Just wanted to recommend getting a mattress pad - maybe even now to extend the life of the crappy current mattress. I was sooooo happy when we got one. I felt like I was sleeping on a cloud.
posted by kat518 at 9:57 AM on June 5, 2013


My wife and I built a double bed and later upgraded to king-sized bed, both constructed just like knile suggested, using 2x4s, 4x4s, and slats. Our current mattress is a slab of foam from the Friendly Foam Shop. We added a dust cover for allergy reasons, which also helps a bit with protection and cleaning. We've slept on these beds for over a decade and are completely happy with them.
posted by mbrubeck at 10:45 AM on June 5, 2013


Check to see if you have a Cort Furniture Clearance Center near you. They're a furniture rental place, but they sell furniture once it's run through the rental cycle. If you go in and let them know what you're looking for, they can give you a call when it comes in. It's easily 65-75 percent off of retail most of the time. They are all over but they don't do much advertising -- worth searching out though.
posted by Ostara at 12:38 PM on June 5, 2013


Or, just go to the Sears Outlet and see if they have anything in your area in your price range. They list everything they have on line.

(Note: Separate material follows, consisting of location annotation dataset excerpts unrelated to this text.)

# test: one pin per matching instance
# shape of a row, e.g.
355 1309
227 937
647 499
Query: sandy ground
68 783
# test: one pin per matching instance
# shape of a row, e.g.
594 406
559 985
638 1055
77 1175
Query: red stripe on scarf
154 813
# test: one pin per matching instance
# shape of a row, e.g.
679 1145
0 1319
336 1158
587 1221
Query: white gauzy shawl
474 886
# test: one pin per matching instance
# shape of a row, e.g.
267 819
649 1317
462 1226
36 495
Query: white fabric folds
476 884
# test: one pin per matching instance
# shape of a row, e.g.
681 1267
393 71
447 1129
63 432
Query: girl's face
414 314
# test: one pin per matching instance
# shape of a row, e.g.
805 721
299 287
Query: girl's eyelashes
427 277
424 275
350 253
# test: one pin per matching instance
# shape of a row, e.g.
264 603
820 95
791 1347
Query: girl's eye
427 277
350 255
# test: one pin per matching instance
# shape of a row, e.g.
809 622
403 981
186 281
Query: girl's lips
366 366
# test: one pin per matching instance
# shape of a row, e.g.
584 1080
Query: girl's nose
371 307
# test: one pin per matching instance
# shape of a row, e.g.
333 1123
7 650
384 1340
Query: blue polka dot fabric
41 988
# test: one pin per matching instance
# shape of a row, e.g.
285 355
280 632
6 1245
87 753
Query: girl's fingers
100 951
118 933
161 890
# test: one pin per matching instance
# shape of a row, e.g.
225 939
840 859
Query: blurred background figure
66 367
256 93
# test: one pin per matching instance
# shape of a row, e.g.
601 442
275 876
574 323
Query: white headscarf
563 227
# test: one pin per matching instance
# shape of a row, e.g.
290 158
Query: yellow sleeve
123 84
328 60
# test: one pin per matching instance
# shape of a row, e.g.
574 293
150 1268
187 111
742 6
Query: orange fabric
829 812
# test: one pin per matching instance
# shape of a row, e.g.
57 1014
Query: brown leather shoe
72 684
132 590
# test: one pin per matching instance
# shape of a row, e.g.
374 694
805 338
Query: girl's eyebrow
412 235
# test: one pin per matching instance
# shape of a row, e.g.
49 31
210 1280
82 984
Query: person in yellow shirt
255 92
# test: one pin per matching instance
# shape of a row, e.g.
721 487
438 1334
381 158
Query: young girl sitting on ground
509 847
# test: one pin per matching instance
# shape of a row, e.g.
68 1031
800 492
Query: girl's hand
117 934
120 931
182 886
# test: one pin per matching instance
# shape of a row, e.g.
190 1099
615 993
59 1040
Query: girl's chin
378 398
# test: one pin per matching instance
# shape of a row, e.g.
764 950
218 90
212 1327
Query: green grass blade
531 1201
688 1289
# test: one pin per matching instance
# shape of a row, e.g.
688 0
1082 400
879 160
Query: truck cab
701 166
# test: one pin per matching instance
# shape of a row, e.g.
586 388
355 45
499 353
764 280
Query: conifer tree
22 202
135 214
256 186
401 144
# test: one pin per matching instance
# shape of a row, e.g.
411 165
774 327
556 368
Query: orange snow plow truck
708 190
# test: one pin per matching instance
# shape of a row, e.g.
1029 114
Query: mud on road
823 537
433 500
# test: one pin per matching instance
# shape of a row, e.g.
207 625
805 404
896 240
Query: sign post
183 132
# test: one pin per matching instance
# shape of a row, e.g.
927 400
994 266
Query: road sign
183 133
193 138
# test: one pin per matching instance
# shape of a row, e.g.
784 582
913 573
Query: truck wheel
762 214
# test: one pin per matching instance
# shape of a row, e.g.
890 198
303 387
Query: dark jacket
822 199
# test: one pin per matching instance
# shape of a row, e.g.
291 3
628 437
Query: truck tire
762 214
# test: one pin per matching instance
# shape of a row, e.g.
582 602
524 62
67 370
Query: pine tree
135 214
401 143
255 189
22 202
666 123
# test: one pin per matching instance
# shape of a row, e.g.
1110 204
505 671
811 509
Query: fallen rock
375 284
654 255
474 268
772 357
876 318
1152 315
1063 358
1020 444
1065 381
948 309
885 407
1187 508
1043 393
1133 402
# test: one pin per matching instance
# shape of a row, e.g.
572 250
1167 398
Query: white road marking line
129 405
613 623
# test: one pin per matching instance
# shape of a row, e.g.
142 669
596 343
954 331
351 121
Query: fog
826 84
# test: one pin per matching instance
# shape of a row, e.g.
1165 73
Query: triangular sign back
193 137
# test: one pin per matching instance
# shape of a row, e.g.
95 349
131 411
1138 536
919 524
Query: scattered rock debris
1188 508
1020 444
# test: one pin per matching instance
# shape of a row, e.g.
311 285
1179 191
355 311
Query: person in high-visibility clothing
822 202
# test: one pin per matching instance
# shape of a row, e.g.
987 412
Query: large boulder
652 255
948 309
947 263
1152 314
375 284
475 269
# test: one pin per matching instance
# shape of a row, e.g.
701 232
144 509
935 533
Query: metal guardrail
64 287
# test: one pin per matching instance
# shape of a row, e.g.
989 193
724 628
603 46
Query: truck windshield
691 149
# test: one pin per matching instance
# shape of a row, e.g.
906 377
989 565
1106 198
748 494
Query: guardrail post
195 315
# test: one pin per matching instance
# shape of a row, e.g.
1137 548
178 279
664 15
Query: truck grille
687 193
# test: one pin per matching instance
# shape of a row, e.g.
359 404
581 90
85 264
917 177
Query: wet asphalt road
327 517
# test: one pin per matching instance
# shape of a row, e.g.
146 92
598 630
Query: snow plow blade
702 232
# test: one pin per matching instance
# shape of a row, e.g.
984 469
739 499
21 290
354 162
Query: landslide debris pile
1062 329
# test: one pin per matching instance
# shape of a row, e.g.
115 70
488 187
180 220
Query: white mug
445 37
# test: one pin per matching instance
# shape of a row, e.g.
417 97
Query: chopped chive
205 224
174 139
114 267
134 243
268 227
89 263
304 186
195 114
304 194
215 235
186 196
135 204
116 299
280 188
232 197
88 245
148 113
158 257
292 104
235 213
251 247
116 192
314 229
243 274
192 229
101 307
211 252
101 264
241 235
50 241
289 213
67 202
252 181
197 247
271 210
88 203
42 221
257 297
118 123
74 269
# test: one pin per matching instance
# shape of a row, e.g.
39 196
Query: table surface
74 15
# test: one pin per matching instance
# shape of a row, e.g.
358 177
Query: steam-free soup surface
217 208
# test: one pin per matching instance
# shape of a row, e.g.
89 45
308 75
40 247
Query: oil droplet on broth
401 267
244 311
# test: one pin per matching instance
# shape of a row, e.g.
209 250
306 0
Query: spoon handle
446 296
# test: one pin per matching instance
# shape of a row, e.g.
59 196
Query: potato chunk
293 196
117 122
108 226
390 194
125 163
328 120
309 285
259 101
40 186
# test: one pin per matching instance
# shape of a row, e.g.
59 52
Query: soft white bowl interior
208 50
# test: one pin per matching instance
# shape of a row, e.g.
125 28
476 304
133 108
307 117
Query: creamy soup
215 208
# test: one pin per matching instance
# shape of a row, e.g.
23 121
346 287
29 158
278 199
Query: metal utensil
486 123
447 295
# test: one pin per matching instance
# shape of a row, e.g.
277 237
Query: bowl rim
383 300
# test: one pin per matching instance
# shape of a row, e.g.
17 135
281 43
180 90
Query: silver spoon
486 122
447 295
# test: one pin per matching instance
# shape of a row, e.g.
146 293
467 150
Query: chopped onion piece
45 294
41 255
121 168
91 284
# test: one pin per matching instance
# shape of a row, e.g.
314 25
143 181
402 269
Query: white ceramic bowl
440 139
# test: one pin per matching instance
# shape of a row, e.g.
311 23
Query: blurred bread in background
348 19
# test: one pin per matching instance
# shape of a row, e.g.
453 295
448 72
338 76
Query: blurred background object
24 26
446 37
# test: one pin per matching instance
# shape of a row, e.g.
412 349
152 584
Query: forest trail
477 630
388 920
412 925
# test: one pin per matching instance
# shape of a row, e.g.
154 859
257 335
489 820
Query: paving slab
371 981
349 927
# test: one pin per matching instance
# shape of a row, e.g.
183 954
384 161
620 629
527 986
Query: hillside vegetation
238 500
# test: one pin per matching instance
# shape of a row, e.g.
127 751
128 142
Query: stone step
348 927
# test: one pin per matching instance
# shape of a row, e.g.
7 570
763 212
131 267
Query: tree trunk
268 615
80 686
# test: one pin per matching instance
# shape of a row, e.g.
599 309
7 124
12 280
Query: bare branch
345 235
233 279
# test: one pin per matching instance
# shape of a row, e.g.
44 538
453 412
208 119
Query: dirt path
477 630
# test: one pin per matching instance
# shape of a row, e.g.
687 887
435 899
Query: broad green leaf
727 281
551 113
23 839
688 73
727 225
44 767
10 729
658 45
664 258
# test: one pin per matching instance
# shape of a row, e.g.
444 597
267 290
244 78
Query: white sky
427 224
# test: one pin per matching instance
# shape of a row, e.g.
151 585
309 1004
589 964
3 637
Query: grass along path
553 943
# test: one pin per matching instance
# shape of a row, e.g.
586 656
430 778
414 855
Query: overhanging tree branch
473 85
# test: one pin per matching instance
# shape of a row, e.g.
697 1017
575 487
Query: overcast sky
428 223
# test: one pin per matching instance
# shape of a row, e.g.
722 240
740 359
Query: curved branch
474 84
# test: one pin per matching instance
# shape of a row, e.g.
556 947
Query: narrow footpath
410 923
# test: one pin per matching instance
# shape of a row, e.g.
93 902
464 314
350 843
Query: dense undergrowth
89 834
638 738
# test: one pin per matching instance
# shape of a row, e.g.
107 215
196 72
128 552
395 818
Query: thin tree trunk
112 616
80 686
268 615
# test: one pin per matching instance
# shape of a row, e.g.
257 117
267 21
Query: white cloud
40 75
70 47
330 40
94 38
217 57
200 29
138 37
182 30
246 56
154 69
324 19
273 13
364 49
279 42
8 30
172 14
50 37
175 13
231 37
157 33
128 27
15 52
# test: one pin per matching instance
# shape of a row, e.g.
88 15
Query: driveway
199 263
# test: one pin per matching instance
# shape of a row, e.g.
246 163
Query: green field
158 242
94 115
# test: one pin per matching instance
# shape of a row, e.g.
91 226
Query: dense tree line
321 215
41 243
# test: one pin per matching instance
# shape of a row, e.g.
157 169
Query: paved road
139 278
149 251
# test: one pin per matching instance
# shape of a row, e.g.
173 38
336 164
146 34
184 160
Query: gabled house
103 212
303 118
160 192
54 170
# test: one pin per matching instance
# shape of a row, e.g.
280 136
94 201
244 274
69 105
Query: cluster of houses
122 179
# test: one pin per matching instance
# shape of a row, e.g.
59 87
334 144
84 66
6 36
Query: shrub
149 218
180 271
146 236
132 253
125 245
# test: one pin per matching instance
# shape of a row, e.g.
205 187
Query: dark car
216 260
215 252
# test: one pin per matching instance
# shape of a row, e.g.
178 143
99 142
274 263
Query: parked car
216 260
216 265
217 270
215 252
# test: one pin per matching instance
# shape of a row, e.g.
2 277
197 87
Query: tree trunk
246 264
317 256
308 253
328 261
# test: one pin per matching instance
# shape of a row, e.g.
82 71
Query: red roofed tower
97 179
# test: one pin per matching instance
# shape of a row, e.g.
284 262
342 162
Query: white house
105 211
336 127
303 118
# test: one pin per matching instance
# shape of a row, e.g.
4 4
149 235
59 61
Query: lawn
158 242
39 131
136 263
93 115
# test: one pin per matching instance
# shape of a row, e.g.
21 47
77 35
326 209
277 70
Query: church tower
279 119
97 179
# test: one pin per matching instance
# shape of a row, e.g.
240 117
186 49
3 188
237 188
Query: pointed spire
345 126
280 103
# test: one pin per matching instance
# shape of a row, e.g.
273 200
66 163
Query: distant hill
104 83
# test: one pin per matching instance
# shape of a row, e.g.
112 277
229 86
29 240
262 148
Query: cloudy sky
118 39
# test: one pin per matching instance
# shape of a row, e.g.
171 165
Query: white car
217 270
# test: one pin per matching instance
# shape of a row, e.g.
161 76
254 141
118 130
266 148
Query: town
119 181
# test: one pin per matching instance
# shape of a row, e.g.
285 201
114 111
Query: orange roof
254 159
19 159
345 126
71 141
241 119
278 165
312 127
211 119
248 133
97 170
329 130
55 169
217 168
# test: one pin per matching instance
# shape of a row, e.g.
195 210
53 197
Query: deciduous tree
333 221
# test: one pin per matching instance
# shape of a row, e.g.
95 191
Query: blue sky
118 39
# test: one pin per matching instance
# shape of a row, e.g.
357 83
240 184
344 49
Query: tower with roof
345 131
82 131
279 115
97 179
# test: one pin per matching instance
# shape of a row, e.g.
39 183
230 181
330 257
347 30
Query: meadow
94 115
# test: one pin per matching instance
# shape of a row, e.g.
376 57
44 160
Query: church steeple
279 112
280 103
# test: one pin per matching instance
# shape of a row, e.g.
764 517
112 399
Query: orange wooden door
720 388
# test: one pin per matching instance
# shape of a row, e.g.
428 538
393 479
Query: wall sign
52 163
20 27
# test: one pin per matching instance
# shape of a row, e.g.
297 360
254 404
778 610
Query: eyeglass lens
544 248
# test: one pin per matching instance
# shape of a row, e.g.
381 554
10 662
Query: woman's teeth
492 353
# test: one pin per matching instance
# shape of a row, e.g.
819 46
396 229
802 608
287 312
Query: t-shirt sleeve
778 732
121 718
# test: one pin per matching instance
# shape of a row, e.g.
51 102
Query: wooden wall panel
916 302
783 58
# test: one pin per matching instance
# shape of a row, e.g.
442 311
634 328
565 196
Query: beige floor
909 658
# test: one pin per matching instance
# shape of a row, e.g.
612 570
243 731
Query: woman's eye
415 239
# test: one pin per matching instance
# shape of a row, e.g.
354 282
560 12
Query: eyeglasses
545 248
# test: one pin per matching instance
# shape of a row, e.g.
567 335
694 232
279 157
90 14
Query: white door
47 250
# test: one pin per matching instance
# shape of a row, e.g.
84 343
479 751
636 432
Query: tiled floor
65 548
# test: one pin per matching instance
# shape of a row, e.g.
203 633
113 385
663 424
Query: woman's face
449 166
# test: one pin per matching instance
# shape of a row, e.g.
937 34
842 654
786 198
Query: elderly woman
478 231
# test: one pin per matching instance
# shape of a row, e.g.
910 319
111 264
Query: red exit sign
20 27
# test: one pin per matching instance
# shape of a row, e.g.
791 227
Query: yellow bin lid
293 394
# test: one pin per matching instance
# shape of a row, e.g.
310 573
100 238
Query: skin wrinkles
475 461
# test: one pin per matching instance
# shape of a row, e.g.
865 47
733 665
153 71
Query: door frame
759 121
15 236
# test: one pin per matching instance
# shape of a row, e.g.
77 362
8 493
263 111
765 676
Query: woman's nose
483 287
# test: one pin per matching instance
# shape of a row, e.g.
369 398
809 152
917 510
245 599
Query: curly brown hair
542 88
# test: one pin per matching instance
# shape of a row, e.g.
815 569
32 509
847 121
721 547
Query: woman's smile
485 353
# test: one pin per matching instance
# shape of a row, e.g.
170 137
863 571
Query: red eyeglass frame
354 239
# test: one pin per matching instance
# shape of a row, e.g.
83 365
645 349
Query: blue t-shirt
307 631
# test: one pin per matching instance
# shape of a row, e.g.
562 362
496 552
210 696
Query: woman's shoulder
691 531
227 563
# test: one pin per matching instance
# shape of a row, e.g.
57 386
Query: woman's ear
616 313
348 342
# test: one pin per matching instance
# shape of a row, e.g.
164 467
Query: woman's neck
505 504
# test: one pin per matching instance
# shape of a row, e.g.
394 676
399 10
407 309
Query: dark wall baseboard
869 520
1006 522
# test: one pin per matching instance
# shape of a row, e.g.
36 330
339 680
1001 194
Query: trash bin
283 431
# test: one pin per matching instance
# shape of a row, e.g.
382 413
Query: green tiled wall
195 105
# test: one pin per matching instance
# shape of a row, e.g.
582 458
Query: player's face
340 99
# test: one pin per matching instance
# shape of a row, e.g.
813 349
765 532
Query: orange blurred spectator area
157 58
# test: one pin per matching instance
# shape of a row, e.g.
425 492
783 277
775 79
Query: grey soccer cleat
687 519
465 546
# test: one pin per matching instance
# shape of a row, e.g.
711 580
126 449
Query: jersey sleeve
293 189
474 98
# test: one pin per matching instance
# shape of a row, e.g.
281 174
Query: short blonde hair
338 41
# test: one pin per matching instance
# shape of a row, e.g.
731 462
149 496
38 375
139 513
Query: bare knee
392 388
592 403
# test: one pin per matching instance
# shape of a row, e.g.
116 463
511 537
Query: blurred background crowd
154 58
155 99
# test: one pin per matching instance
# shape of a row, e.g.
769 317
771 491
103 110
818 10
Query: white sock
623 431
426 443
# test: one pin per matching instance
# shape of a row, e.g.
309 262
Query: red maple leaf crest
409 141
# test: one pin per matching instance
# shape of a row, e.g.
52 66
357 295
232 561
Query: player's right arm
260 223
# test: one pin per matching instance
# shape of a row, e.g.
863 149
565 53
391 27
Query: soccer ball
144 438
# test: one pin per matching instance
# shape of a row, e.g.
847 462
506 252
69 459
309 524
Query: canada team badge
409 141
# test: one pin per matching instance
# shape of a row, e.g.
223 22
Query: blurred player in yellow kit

I had a very good experience buying my treadmill from them.
posted by Ruthless Bunny at 12:39 PM on June 5, 2013


My recent mattress-shopping yielded the following:

1) Traditional mattress stores: There's not much in your price range I'd want to sleep on at regular mattress stores that sell spring mattress sets.

2) Ikea: The Ikea Hanestad mattress ($229) is great but was way too firm when I slept on it on the floor before I put it up on a bedframe with slats. I like firm but on a surface with *zero* give it's too firm. (It's fine with slats or a platform boxspring but it felt entirely different when it was on the floor for a week.) I have successfully slept on a cheaper Ikea foam mattress directly on the floor with no problem (for a year or more, actually.) I have also slept on cheaper Ikea foam mattresses on a boxspring and on a frame like the lycksele comfortably for extended lengths of time, though I enjoy having a spring mattress on a bed with slats more.

3) Memory foam: Memory foam isn't for everyone (I tried it out at some regular mattress stores and didn't care for it, personally.)
posted by needs more cowbell at 2:38 PM on June 5, 2013


You can buy bed risers to lift the existing bed up. Is there a box spring, and is it in okay shape? If it sags or you can see obvious valleys, put plywood over it. Then put an Ikea mattress on top. Also, freecycle and Craigslist are good places to pick up a used bed frame. Clean carefully for bedbugs.